MagpieTTS-LF: Inference-Time Long-Form Speech Generation Without Training on Long-Form data
Pith reviewed 2026-06-26 22:26 UTC · model grok-4.3
The pith
MagpieTTS-LF produces coherent long-form speech from short-trained models by adding three inference-time changes.
A machine-rendered reading of the paper's core claim, the machinery that carries it, and where it could break.
Core claim
MagpieTTS-LF shows that soft attention priors can steer monotonic alignment while retaining past and future context, a stateful inference algorithm can carry continuity across chunks, and history-aware text encoding can supply discourse-level information for prosody, together enabling coherent long-form output from a model never trained on long sequences.
What carries the argument
The three inference-time modifications—soft attention priors, stateful inference algorithm, and history-aware text encoding—that together preserve alignment context and prosodic information across chunks.
If this is right
- Long texts can be synthesized coherently without any additional training data or model updates.

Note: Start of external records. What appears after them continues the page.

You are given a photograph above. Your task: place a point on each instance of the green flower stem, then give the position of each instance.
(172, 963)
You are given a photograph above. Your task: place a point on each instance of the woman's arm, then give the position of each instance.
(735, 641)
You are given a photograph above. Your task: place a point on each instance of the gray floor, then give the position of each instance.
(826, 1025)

- Prosodic continuity and speaker identity hold across sentence boundaries that would otherwise introduce artifacts.
- Discourse-level planning becomes possible even when the base model sees only isolated short inputs during training.

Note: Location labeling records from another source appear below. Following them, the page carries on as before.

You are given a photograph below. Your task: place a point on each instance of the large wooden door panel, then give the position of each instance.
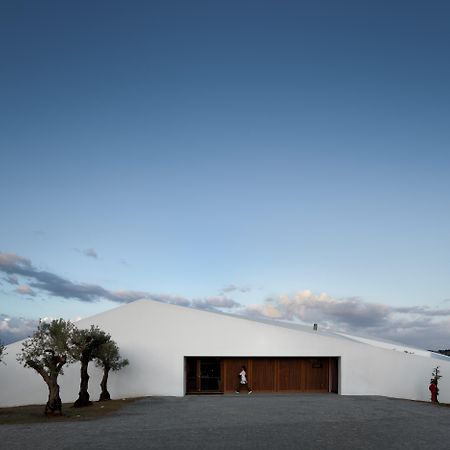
(262, 377)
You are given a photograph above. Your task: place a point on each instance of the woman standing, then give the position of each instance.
(243, 381)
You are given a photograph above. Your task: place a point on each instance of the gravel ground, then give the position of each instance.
(309, 421)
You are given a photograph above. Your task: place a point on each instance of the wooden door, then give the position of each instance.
(262, 376)
(290, 374)
(316, 374)
(231, 369)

- The same base model can switch between short and long generation modes without retraining.
Where Pith is reading between the lines
- The same pattern of adding state and history at inference could reduce the need for longer context windows in other autoregressive models.
- This suggests that some apparent limits of short-trained models are actually limits of inference strategy rather than capacity.
- Deployed systems could adapt existing short models to book-length or multi-turn audio without new data collection.
Load-bearing premise
The three inference-time modifications are sufficient by themselves to remove prosodic drift and boundary artifacts from a model trained exclusively on short utterances.
What would settle it
Long-form outputs generated with the three modifications show no improvement or worse scores than naive chunk concatenation on objective measures of long-range intelligibility and prosodic coherence.
Figures
read the original abstract
Neural Text-to-Speech (TTS) systems achieve remarkable quality on short utterances but long-form speech generation shows prosodic drift, speaker inconsistencies and sentence boundary artifacts. Existing approaches either compress sequences, increase context length or naively concatenate independently synthesized chunks. We present an inference-time approach called MagpieTTS-LF that enables MagpieTTS to produce coherent long-form speech without model retraining. Our method introduces three key innovations: (1) soft attention priors to guide monotonic alignment while preserving past and future context; (2) a stateful inference algorithm that maintains context across sentence chunks, ensuring prosodic continuity; (3) history-aware text encoding that uses past text for discourse-level prosodic planning. Experiments on long texts show significant improvements in long-range intelligibility, prosodic coherence, speaker consistency, and boundary naturalness compared to other baselines.
Editorial analysis
A structured set of objections, weighed in public.
Referee Report
Summary. The paper claims that MagpieTTS-LF enables coherent long-form speech generation from a model trained only on short utterances via three inference-time innovations: soft attention priors to guide monotonic alignment, a stateful inference algorithm to maintain context across chunks, and history-aware text encoding for discourse-level prosody. It asserts that experiments on long texts demonstrate significant gains in long-range intelligibility, prosodic coherence, speaker consistency, and boundary naturalness relative to baselines, all without model retraining.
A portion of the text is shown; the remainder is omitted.